Problems arised. I got messages from our Customer Support Department at 1:30 AM in the morning. I was unlucky that being online at that time to check my email, and got caught. Anyways, problems had been detected; they had to be fixed.

  • 777goal correct score, total goal didn't display --> I pointed the cache server into different database, and the database store procedure on there were not up to date.

  • s33bet members could not bet parlay bets --> Data conversion problem from the database. We just did some modifications on performance improvement for the database, some columns had been converted into different datatype.

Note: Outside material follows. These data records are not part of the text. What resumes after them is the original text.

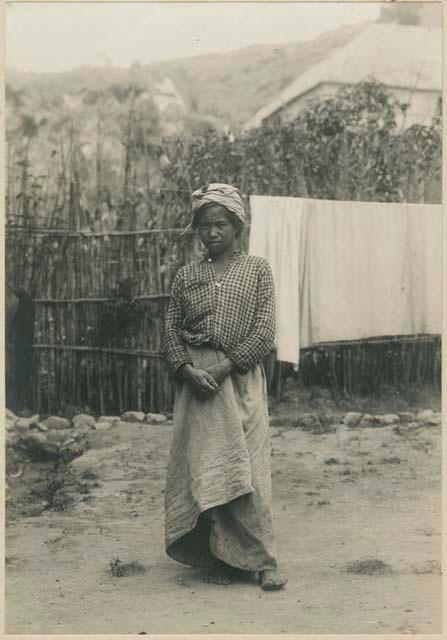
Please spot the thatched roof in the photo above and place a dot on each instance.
(396, 55)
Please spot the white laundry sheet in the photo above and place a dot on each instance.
(349, 270)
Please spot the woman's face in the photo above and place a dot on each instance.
(216, 231)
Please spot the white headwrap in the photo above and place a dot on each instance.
(218, 193)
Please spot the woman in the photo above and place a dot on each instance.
(219, 326)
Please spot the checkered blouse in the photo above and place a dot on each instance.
(235, 314)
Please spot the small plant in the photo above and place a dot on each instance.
(120, 312)
(119, 569)
(369, 567)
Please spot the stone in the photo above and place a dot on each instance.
(328, 419)
(57, 437)
(10, 424)
(27, 423)
(308, 421)
(352, 418)
(155, 418)
(102, 425)
(406, 416)
(133, 416)
(367, 420)
(10, 415)
(55, 422)
(387, 419)
(83, 420)
(423, 416)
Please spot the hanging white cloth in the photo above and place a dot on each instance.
(349, 270)
(277, 230)
(372, 269)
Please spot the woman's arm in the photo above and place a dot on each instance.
(253, 349)
(178, 358)
(175, 352)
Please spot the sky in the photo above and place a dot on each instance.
(60, 36)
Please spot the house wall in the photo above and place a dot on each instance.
(423, 104)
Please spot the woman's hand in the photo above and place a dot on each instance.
(202, 382)
(221, 370)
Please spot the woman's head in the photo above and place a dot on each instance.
(218, 215)
(218, 193)
(218, 229)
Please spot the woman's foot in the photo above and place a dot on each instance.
(271, 580)
(221, 573)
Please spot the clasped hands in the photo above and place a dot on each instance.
(205, 382)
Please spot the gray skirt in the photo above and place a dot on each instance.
(218, 486)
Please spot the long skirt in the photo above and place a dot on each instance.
(218, 487)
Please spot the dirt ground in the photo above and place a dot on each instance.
(370, 495)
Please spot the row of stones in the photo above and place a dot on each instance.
(356, 419)
(80, 421)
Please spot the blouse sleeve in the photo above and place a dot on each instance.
(253, 349)
(174, 350)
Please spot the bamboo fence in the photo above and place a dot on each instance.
(99, 305)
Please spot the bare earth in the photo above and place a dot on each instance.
(368, 494)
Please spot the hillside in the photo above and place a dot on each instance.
(229, 87)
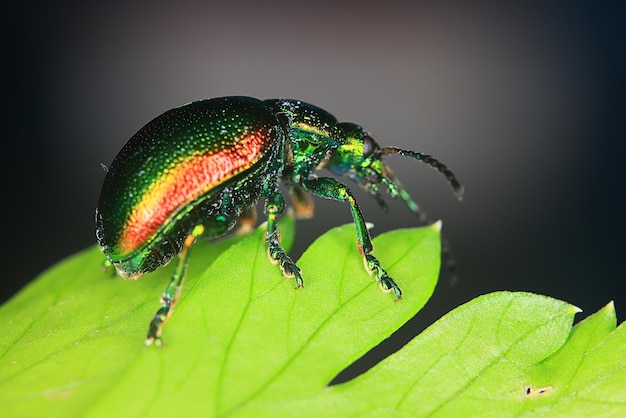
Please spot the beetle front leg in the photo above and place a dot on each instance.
(275, 207)
(173, 289)
(330, 188)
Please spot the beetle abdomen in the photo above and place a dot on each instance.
(176, 165)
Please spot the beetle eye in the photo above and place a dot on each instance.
(368, 145)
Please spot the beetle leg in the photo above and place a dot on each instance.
(274, 207)
(302, 203)
(172, 291)
(330, 188)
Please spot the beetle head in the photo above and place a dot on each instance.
(361, 159)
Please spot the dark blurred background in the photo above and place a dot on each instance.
(524, 101)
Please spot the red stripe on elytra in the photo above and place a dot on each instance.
(185, 182)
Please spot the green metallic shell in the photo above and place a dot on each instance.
(163, 181)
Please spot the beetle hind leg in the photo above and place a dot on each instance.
(173, 289)
(275, 207)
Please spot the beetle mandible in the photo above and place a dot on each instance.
(197, 169)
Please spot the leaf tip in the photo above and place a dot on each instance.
(575, 309)
(437, 225)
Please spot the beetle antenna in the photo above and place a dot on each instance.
(431, 161)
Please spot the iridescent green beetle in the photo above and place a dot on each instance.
(197, 169)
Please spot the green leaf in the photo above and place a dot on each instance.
(240, 333)
(243, 342)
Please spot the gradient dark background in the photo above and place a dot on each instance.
(524, 101)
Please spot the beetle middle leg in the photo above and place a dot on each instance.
(173, 289)
(330, 188)
(274, 207)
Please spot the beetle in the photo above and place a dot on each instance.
(197, 169)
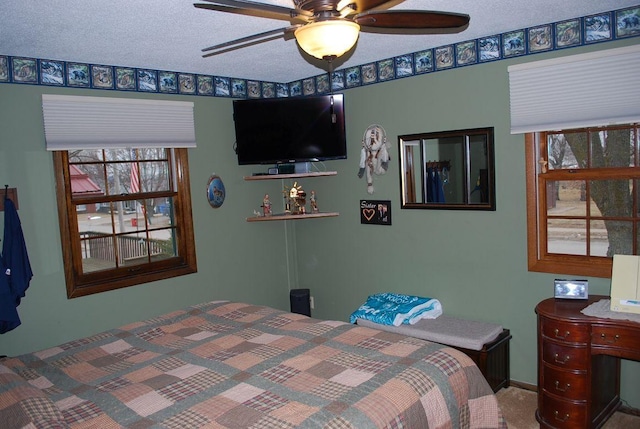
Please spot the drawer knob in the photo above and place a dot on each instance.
(559, 417)
(610, 340)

Bugs spotted.

  • s33bet minimum bet displayed incorrectly --> new minimum bet value had been introduced to our ASP version, we hadn't updated it into your .NET version



SOLUTION: come to work on holidays. quick, simple but not dirty as it sounds ...

In the evening, my mailbox received 2 more new requests. Just display requests for s33bet; geared on, I marked DONE status for those in 10 minutes. Anyways, I must update our requirement collector about these requests. He has the responsibility to document everything we did. That's called PROCESS. I'm being thinking on making a blog on PROCESS in our company soon. Hopefully it won't be called CHAOS ... j.k ...

Continue bring new method of reducing the bandwidth into our .NET member now ...

Friday, September 01, 2006


It is time to implement new odds display functionality into our .NET member site. I created a different set of javascript and new set of code-behind files. I will start from scratch. Let's see what we have to do.


  • Users navigate the odds display page for the first time, need to build the tables.

  • When users refresh, the code-behind must send just enough informations to the browser, and the javascript will spot which odds are changed in order to update the display.

  • Deal with situations such as new live games, odds closed, live game ends, new games offered e.t.c


I broke everything down into small problems, and start sovling one by one.

1. Remove all the duplicate data in our old odds display engine first.
    Team information of multiple handicap odds and the show time information will be removed first. Since we introduced double handicap for each match , this will reduce our bandwidth by quite a bit.

2. Implement code to detect all changes from the last refresh
This one will be a challenge. So many possible cases have to be considered. The hardest cases would be a match or an odds being removed, or added. I will detect just odds value changes first.